# Initial Calibration — Sample Walkthrough

This notebook illustrates the diode-array calibration pipeline using the lightweight samples in `data-sample/initial_calibration_dad/`. It mirrors the processing performed by Stage A/B scripts and summarizes concentration outputs by UV dose.

In [None]:
from pathlib import Path
import sys

project_root = Path.cwd()
sys.path.append(str(project_root / 'src'))


In [None]:
import pandas as pd
import matplotlib.pyplot as plt
plt.style.use('ggplot')

sample_dir = project_root / 'data-sample' / 'initial_calibration_dad'
raw_dir = project_root / 'data/raw/initial_calibration/DAD_RAW_FILES'

corrected = pd.read_csv(sample_dir / 'DAD_derived_concentrations_corrected_sample.csv')
raw_auc = pd.read_csv(sample_dir / 'diode_array_auc_sample.csv')
print(f"Corrected rows: {len(corrected)} | Raw AUC rows: {len(raw_auc)}")
corrected.head()


Inspect the raw chromatogram areas to show the inputs feeding the calibration model.

In [None]:
raw_total = pd.read_csv(raw_dir / 'scytonemin_chromatogram_areas' / 'raw_total_scytonemin.csv')
raw_oxidized = pd.read_csv(raw_dir / 'scytonemin_chromatogram_areas' / 'raw_oxidized_scytonemin.csv')
raw_reduced = pd.read_csv(raw_dir / 'scytonemin_chromatogram_areas' / 'raw_reduced_scytonemin.csv')
raw_total.head()

Using the calibration fit (`calibration_total.json`), the trimmed mean concentration is computed as `slope * AUC + intercept`. The snippet below verifies the conversion for the sample data.

In [None]:
import json
calibration = json.loads((project_root / 'data/reference/initial_calibration/calibration_total.json').read_text())
calc_total_mg_ml = calibration['slope'] * corrected['auc_total_320_480'] + calibration['intercept']
comparison = pd.DataFrame({
    'sample_id': corrected['sample_id'],
    'predicted_total_mg_ml': corrected['predicted_total_mg_ml'],
    'recalc_total_mg_ml': calc_total_mg_ml
})
comparison.head()

Dry-weight concentrations (`mg/g DW`) derive from the volumetric prediction divided by the measured biomass.

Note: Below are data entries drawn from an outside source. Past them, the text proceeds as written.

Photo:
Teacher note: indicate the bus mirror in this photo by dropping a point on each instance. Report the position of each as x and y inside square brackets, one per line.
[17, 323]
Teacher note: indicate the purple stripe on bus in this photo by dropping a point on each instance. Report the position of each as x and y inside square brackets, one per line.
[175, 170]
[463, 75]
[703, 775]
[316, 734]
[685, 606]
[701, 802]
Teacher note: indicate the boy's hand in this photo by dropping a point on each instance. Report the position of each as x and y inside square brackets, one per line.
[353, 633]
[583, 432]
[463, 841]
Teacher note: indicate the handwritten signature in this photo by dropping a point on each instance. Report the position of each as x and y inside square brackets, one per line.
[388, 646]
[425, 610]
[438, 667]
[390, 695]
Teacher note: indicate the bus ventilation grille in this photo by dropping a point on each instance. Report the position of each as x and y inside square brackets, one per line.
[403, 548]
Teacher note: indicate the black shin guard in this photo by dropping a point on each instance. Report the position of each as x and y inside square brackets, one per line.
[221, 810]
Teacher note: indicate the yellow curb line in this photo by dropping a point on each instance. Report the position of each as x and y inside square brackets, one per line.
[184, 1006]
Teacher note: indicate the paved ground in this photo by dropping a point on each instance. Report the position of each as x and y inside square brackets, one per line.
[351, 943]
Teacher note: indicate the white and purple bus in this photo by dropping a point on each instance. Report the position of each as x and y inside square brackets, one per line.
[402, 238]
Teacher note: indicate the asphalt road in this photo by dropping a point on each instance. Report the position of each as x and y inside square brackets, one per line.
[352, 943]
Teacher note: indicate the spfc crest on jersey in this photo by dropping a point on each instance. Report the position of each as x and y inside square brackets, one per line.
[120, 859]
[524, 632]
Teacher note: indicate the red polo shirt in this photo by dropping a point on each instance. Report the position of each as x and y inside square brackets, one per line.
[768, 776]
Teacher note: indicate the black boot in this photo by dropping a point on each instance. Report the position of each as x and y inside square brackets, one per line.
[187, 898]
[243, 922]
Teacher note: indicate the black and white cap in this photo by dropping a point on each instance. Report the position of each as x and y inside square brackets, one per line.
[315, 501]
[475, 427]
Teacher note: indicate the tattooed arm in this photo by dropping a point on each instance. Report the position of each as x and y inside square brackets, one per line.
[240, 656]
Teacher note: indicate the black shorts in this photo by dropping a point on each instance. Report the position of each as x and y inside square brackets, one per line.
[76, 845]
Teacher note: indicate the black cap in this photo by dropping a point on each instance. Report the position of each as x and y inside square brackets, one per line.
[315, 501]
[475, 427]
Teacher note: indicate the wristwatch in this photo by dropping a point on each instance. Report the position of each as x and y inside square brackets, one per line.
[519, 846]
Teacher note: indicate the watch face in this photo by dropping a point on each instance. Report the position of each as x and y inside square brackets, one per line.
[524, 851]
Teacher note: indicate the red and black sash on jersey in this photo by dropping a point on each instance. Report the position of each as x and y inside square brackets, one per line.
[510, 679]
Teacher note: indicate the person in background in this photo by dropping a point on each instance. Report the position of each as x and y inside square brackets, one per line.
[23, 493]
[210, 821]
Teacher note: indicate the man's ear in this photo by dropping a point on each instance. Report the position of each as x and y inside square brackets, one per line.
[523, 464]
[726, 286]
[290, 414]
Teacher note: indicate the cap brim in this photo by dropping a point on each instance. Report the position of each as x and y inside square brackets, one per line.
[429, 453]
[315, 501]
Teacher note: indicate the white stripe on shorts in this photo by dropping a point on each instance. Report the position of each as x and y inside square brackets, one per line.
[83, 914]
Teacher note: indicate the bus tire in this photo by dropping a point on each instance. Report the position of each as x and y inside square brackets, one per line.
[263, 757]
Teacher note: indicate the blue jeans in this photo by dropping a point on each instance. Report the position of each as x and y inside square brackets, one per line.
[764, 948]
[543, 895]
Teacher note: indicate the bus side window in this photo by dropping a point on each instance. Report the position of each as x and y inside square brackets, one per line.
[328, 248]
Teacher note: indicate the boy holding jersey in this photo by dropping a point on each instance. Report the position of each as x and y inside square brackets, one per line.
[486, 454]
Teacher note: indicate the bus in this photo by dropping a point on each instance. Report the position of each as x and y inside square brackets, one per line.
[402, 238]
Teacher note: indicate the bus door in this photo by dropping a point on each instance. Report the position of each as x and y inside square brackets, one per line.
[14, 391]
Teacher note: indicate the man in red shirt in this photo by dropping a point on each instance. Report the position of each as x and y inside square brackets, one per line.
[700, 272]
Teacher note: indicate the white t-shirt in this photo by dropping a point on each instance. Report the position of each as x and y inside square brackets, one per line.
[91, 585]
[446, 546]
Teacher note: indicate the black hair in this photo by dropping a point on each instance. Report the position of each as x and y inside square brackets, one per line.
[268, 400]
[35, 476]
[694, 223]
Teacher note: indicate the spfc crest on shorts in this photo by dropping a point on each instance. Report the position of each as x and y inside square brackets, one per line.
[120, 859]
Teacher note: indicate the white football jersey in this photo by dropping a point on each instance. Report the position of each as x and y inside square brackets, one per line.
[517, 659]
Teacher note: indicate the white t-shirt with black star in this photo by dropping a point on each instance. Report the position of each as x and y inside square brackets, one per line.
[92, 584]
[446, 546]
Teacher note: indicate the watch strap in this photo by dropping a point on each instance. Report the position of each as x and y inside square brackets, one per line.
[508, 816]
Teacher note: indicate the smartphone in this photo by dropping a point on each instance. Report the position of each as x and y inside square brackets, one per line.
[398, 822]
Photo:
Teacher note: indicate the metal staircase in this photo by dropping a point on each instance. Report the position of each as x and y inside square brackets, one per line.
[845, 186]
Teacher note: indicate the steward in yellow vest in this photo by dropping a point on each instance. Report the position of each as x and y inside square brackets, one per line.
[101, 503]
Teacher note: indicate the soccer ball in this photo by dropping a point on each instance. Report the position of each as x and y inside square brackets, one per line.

The following cell recomputes that step and checks agreement with the stored column.

In [None]:
derived_mg_per_g = calc_total_mg_ml / corrected['dry_biomass_g']
check = pd.DataFrame({
    'sample_id': corrected['sample_id'],
    'stored_mg_per_g': corrected['predicted_total_mg_per_gDW'],
    'recalc_mg_per_g': derived_mg_per_g
})
check.head()

Group the corrected concentrations by UV irradiance to reproduce the summary statistics that underpin the thesis figures.

In [None]:
summary = (
    corrected.groupby(['p_uva_mw_cm2', 'p_uvb_mw_cm2'])
    ['predicted_total_mg_per_gDW', 'predicted_oxidized_mg_per_gDW', 'predicted_reduced_mg_per_gDW']
    .agg(['mean', 'std'])
)
summary


Visualize the trimmed mean concentration versus UVB irradiance. The sample subset is small but reproduces the trend seen in the full dataset.

In [None]:
fig, ax = plt.subplots(figsize=(6, 4))
summary_reset = summary['predicted_total_mg_per_gDW']['mean'].reset_index()
ax.scatter(summary_reset['p_uvb_mw_cm2'], summary_reset['predicted_total_mg_per_gDW'], color='teal')
ax.set_xlabel('UVB irradiance (mW/cm²)')
ax.set_ylabel('Total concentration (mg/g DW)')
ax.set_title('Sample dose response (corrected totals)')
plt.show()


### Where to Go Next

- Execute `make reproduce` to rebuild the full calibration outputs into `data-processed/initial_calibration/`.
- Inspect raw chromatogram areas in `data/raw/initial_calibration/DAD_RAW_FILES/scytonemin_chromatogram_areas/` if deeper auditing is required.
- Use the Stage A/B scripts in `src/chromatography/` when running on the full dataset.